Gdy zdążyłam uzupełnić dziennik, siedząc w
samochodzie i trzymając go na kolanach, ktoś zapukał do okna. Poskoczyłam
gwałtownie, a serce zaczęło szybciej bić.
- Widzę, że pani
zakochana w pracy nie próżnuje – Malfoy uniósł lewą brew i oparł się łokciem
o drzwi auta, które mu otworzyłam. Miał na sobie czarne spodnie od garnituru i
białą koszulę, a także czarny krawat. Perfekcjonista jakich mało.
- Oczywiście, za
próżnowanie mi nie płacą – schowałam dziennik do torby i wyszłam z auta. –
Blaise wspominał o jakichś istotnych faktach, ale nie sądziłam, że zabierzesz
mnie na randkę właśnie do surowych ścian.
- Oczywiście, że
nie. Chciałem tylko cząstkowo poczuć, że jestem tu z tobą i to nasz dom jest w
budowie – skrzyżował ręce na piersi z cyniczną miną. – A poza tym… w tym kasku
i flanelowej koszuli wyglądasz cudnie, Granger. Tylko podać ci młotek i
pracownik fizyczny jak znalazł.
Nie miałam pojęcia dlaczego Malfoy tak
bardzo chciał mnie zdenerwować swoimi tekstami o uwielbieniu do mojej osoby,
czy też obraźliwymi, jednakże jeżeli zamierzał reprezentować sobą niski poziom,
to kim ja byłam, aby nie grać z nim w tę grę?
- Następnym razem
przebiorę się za pokojówkę – mrugnęłam prawym okiem i zamknęłam auto na klucz.
- I już zaczynasz
mówić konkretnie – zaśmiał się. – Właściwie to nie jest nic, czego nie mógłbym
ci powiedzieć przez telefon, ale chciałem zobaczyć cię w akcji.
Skinęłam głową. Złość rozsadzała mnie
momentami od środka, ale skoro obiecałam sobie spokój, to musiałam się tego
trzymać.
- Może pójdziemy
do jakiejś kawiarni? Myślę, że niezbyt stosownym jest rozmawianie na ten temat
tutaj, a poza tym etyka pracy nie pozwala mi na coś takiego.
- Jak sam
zauważyłeś, wygadam niczym pracownik fizyczny – odpięłam kask i chwyciłam go w
prawą dłoń – a więc twoja etyka pracy pewnie będzie musiała się lekko nagiąć.
- Możemy jechać do
ciebie, przebierzesz się i…
- Malfoy –
pokręciłam oczami. – Możemy pojechać do mnie i tam mi wszystko wytłumaczysz.
- Na zaproszenie
do twojego domu od dawna czekałem – zaśmiał się. – Pojadę zaraz za tobą.
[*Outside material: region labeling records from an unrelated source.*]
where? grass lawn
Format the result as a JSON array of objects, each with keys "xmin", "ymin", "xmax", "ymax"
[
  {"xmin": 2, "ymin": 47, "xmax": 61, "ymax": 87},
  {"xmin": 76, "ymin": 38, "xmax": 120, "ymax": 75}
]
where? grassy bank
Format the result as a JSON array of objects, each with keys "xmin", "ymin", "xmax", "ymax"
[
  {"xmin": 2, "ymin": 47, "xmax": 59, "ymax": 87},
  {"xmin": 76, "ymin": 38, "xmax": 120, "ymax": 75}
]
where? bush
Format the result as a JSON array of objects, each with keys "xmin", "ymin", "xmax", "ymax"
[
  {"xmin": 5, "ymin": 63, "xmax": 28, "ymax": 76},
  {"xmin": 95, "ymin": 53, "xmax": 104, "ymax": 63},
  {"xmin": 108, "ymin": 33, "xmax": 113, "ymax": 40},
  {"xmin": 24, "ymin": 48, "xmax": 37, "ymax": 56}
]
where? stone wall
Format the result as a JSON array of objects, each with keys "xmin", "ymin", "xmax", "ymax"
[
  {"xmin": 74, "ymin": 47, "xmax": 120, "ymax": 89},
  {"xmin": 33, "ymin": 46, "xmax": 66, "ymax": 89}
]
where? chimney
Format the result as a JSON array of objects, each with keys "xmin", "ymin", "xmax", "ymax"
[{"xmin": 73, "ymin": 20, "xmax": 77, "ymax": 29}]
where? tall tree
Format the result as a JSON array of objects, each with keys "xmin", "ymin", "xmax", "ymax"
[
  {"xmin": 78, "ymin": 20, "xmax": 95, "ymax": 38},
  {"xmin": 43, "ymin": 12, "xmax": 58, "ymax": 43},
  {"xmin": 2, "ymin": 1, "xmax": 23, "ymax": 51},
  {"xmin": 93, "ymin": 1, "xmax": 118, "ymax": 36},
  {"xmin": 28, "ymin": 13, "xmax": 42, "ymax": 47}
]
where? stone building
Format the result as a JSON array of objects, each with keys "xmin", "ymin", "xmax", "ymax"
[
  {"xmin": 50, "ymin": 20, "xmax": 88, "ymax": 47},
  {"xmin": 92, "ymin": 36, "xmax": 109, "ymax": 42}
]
Kiedy oddalił się nieco, ze zgrozą
zauważyłam, że wsiadł do białego BMW E90. Uwielbiałam swojego srebrnego Fiata
Punto II, ale fakt, że Malfoy zmieniał samochody, którymi przyjeżdżał niemal
jak ja bluzki, był nieco przytłaczający.
Na całe szczęście dojechanie do mojego domu
nie stanowiło większego problemu. Nigdy nie zazdrościłam nikomu i starałam się
nie zwracać uwagi, że mój dom na pierwszy rzut oka nie wyglądał jak rezydencja
bogatych ludzi, gdyż zajmowałam jeden z bliźniaczych domów w dzielnicy, gdzie
wszystkie domki były z zewnątrz niemal identyczne. W środku oczywiście, w miarę
możliwości finansowych, starałam się urządzić bardzo nowocześnie, nie
spodziewam się jednak zbytniej wylewności ze strony Malfoy’a w epitetach
określających mój dom.
Zaparkowałam w garażu, robiąc tym samym
miejsce na podjeździe dla mojego gościa. Przez całą drogę szedł za mną w niezwykłej
ciszy.
- Usiądź w
salonie, zaraz do ciebie dołączę – skinęłam głową, wskazując tym samym
blondynowi kierunek. Bez zbędnych słów poszedł do salonu. Sama poszłam do
sypialni.
W pośpiechu ściągnęłam koszulę i narzuciłam
na siebie kremową tunikę. Postanowiłam zostawić dżinsy i tenisówki, jedynie
przemyć twarz zimną wodą.
- Ładnie się
urządziłaś, Granger – Malfoy, jak się mogłam spodziewać, siedział na kanapie z
rozłożonymi na oparciu rękoma. – Gratuluję gustu, widać tutaj mądrą rękę osoby
znającej się na rzeczy.
- Gdybym nie
rozmawiała z tobą uznałabym, że to komplement – skrzyżowałam ręce na piersi. –
Chciałbyś czegoś do picia?
- Przez grzeczność
nie odmówię. Najlepiej to, co ty uwielbiasz w dokładnie tych samych proporcjach,
jednak jeśli chodzi o cukier to jedna łyżeczka.
Uniosłam prawą brew.
- Czy może
chciałby pan coś jeszcze zamówić?
- Jednak daj sobie
spokój z tą pokojówką. Świetnie pasowałby teraz mundurek kelnerki.
- Malfoy, daruj
sobie. Nie jesteśmy dziećmi.
- Jasne – zaśmiał
się. – Ale pamiętam, że zawsze w szkole chciałem cię podenerwować w taki
sposób. Teraz mam przynajmniej ku temu sposobność.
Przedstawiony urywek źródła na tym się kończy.